Not if I am joined by thousands and thousands of other people in condemning any religion that protects and encourages murder -- including Islam.

People who oppose Islamicist murder and jihad are only in danger when they stand alone.

And those who leave them to stand alone, instead of standing up with them to voice their condemnation, are like all those silent Germans in World War II who turned their backs and pretended not to know.

(And if any harm does come to me and my family, it will only prove that I am right. I'd rather not be a martyr, thank you very much, but tyrants and terrorists only succeed when we fear them.)

Don't you get it yet? There's a war on, which was started by fanatical Muslims in the name of Islam; it's a war conducted by suicide bombs, terrorism, and acts of murder.

We don't fight that way. There must be no vigilante attacks on individual Muslims who have done no harm. We believe in the rule of law.

But there must be loud condemnation by Americans of every political and religious group -- and insistence that individual Muslims and Muslim governments and Muslim religious leaders everywhere join us in that condemnation of murderers and assassins and terrorists.

The special sympathetic treatment of Islam in our schools and universities must stop now.

And whoever does not join in the condemnation of jihadist Islam should be assumed to be sympathetic to our enemies and despised for it.

But do you know what will happen? I will be condemned and criticized for my "intolerance." I will be called a warmonger because I have publicly noticed that we're at war. I will be charged with encouraging hate and vigilantism, regardless of what I actually said in this essay.

Here is the truth: I am not an enemy of Islam. I'm a believer in religious freedom, and any Muslim who accepts religious freedom -- including the freedom of Muslims to leave Islam if they choose -- is my friend, not my enemy. Let them persuade as many converts as they wish, in any country -- as long as they allow the same freedom to believers of other faiths.

Because ultimately that's what this war is all about.
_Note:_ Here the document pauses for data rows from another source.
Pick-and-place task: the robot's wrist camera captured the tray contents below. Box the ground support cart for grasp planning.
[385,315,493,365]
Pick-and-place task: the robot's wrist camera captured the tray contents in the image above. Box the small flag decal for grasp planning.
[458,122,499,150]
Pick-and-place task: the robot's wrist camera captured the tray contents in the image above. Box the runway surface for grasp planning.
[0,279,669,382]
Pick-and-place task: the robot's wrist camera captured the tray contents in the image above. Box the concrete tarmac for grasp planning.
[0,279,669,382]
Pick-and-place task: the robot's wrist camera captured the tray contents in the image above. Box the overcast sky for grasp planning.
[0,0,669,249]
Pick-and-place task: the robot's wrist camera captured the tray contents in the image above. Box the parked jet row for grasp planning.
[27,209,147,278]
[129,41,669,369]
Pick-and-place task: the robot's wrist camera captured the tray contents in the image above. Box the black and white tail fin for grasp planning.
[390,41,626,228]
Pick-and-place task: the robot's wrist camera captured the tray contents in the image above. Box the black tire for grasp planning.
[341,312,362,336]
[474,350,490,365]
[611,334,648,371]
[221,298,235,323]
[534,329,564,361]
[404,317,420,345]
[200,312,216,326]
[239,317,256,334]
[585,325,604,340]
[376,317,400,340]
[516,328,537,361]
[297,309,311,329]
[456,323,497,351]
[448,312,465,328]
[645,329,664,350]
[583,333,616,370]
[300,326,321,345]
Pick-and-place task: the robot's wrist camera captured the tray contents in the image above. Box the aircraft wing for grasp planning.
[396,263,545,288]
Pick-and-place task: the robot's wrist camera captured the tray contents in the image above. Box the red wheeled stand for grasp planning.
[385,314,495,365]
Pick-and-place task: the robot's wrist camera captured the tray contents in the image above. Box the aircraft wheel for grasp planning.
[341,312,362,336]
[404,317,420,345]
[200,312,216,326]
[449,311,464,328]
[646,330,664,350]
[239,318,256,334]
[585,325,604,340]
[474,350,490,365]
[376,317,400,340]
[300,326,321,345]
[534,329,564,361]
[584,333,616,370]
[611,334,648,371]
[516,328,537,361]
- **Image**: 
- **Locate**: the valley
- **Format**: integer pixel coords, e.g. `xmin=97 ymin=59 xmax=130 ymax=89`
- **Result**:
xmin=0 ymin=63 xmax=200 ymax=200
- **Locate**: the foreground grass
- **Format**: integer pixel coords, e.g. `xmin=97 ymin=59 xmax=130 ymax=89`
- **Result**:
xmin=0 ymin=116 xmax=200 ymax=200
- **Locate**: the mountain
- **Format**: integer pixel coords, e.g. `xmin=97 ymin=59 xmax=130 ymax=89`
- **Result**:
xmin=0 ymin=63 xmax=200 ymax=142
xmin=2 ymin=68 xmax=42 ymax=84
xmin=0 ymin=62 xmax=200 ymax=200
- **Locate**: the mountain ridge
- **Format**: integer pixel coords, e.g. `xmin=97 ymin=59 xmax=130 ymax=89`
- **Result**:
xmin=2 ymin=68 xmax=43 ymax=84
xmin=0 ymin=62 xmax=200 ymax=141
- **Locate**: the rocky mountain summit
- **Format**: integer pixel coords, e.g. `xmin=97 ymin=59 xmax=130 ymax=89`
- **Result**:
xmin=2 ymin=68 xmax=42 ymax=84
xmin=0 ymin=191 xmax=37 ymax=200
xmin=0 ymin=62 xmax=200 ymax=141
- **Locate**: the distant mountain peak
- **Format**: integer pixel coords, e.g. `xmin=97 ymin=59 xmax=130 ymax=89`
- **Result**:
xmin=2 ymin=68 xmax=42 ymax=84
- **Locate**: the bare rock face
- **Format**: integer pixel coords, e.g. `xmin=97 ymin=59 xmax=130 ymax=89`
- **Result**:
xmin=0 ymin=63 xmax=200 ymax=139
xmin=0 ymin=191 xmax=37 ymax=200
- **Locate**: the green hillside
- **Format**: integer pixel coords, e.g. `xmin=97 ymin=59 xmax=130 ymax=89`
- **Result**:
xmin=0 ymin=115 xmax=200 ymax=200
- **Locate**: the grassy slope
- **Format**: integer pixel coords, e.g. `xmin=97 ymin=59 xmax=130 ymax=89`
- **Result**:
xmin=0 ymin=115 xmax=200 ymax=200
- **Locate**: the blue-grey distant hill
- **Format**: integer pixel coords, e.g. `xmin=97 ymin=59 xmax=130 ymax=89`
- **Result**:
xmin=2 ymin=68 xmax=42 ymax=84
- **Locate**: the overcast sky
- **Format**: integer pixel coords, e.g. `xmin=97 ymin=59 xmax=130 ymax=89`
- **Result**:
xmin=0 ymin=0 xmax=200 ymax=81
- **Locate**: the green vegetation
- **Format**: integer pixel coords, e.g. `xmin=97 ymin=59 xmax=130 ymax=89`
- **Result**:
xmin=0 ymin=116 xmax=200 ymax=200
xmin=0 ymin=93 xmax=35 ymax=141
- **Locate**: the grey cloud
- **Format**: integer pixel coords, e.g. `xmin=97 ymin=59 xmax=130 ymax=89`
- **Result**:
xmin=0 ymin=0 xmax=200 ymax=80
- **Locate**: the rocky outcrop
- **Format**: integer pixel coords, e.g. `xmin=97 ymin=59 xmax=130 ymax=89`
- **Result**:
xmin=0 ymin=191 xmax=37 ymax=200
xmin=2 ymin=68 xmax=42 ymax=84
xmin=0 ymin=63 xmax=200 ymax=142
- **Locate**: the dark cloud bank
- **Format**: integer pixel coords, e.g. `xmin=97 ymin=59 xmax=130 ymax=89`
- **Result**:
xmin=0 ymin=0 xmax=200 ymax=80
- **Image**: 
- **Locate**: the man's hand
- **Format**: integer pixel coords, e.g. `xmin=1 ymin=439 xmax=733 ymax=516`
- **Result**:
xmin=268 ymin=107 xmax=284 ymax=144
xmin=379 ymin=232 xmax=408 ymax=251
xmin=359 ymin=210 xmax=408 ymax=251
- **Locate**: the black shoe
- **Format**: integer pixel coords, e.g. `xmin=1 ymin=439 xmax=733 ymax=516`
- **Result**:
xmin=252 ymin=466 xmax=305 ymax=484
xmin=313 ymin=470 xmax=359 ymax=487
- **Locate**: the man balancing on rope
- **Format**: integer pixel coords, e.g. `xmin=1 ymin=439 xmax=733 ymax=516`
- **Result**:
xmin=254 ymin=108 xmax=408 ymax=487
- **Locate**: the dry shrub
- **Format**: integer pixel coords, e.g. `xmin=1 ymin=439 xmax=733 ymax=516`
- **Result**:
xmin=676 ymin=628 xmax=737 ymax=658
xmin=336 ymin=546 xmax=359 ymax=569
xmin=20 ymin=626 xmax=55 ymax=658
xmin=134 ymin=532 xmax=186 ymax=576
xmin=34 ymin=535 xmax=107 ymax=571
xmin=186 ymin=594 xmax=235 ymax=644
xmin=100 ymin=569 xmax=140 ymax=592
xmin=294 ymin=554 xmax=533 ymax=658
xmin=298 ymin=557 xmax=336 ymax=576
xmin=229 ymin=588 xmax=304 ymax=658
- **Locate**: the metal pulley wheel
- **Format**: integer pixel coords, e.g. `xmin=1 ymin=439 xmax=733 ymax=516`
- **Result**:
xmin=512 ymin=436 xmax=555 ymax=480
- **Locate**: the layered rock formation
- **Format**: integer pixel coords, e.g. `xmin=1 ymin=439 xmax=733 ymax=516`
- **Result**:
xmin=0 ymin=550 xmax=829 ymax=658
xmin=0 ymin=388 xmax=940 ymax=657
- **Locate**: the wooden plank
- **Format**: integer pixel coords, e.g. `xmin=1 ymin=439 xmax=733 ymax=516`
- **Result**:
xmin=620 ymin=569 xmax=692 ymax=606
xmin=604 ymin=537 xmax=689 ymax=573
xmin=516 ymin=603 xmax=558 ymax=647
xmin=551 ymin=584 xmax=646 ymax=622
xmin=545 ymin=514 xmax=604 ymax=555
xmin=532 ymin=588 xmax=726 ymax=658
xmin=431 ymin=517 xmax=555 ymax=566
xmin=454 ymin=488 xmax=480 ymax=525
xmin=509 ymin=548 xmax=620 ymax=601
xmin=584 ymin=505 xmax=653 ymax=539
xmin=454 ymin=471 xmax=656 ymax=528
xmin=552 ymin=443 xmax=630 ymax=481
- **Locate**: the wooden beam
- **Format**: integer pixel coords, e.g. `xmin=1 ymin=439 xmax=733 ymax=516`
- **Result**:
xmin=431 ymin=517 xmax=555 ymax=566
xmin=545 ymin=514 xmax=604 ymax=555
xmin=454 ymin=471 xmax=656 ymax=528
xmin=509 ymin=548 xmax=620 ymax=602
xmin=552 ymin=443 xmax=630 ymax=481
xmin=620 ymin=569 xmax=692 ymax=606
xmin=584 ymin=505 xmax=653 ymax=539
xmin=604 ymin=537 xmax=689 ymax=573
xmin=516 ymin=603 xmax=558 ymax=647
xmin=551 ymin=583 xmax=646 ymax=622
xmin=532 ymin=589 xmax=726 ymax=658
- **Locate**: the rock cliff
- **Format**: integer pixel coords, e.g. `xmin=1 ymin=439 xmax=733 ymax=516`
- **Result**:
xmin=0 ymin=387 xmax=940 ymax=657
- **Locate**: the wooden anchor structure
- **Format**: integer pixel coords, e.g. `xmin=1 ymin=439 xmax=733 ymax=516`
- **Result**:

Freedom of religion versus the Islamicist claim to have a right to force Islamic law on everyone in every nation, and to kill anyone who opposes them.

That's the first freedom in the Bill of Rights.

And while the American Left is busy using that clause to tear down Nativity scenes and keep the Ten Commandments out of courtrooms, Americans and others, here and abroad, are dying because one religion -- Islam -- refuses to abide by the rules of religious tolerance.